Reconstructions of Quantum Theory

To show that quantum theory follows from these postulates, the first step is to derive that the generalized bit corresponds exactly to the quantum bit, which can be represented as a three-dimensional ball (the Bloch ball). The picture above (from [2]) shows how this is achieved step by step: first, the state space of the generalized bit can be any convex set of any dimension d. No simultaneous encoding shows that there can be no “flat pieces in its boundary”, since these could be used to encode additional information into a state – hence it must have a droplet-like shape. Continuous reversibility shows that the state space must be very symmetric – that is, due to group representation theory, an ellipsoid, which can be reparametrized as a ball. Then, interaction between pairs of d-dimensional ball state spaces turns out to be possible only if d=3, as for the quantum bit, which can be shown with quite some effort [3]. Finally, the only consistent way to combine qubit state spaces is in a way that is equivalent to standard quantum theory’s state space over many qubits, as shown in [4], and we are done.

Note that at no point is it assumed that there are wave functions, operators or complex numbers – instead, those arise as consequences of the postulates. And we get all other ingredients and predictions of abstract finite-dimensional quantum: unitary transformations, uncertainty relations, the Schrödinger equation (but not the choice of Hamiltonian or Lagrangian), Tsirelson’s bound on Bell correlations and more.

Once we have postulates that give us quantum theory (QT), we can start to relax those postulates, and in this way try to construct “quantum theory’s closest cousins” – theories that predict measurement outcome probabilities in a way that is not related to operator algebras or Hilbert spaces, but that are still in some sense physically close to QT. This turns out to be very difficult to do for the postulates above; but in [5], we have derived QT from four other principles that may be more suitable for this goal (because they do mention composite systems which are much harder to analyze):

1. Classical decomposability: Every state of a physical system can be represented as a probabilistic mixture of perfectly distinguishable pure states.
2. Strong symmetry: Every set of perfectly distinguishable pure states (of a given cardinality) can be reversibly transformed into any other such set (of the same cardinality).
3. No higher-order interference: The interference patterns between mutually exclusive “paths” in an experiment is exactly the sum of the patterns which would be observed in all two-path subexperiments, corrected for overlaps.
4. Observability of energy: There is non-trivial continuous reversible time evolution, and the generator of every such evolution can be associated to an observable (“energy”) which is a conserved quantity.

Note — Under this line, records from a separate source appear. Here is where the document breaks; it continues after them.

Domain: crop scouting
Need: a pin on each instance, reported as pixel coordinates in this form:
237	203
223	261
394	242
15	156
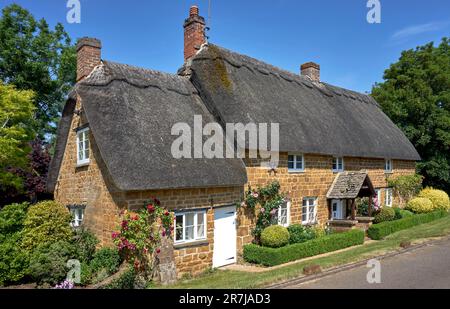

The insight that QT only allows for “second-order”, but not for “higher-order interference” is due to Sorkin [14], and this has initiated several recent experimental tests of this property (e.g. [15]). It would significantly improve the experimental situation if one would not only test for general violations of the quantum predictions, but if one actually had a viable alternative theory that could predict a certain concrete alternative behavior in those experiments. In principle, we can obtain such a theory by using the reconstruction above: Simply drop postulate (3), and work out the resulting set of theories that appear as solutions. This is one of the problems that we are currently thinking about, but it seems to be a mathematically extremely difficult problem.

Apart from the goals listed above, what does all this tell us about the nature of the quantum world? In [6], we argue that this tells us that QT can be understood as a “principle theory of information” (referring to Einstein’s distinction between principle and constructive theories). While the information-theoretic reconstructions of QT are to a large extent agnostic regarding the question how to interpret the quantum state, they do seem to tell us that we can understand the full quantum formalism as a simple “theory of probability” – namely, of quantum states expressing our information, knowledge, or belief about future observations (conditioned on our choices of which observations to make).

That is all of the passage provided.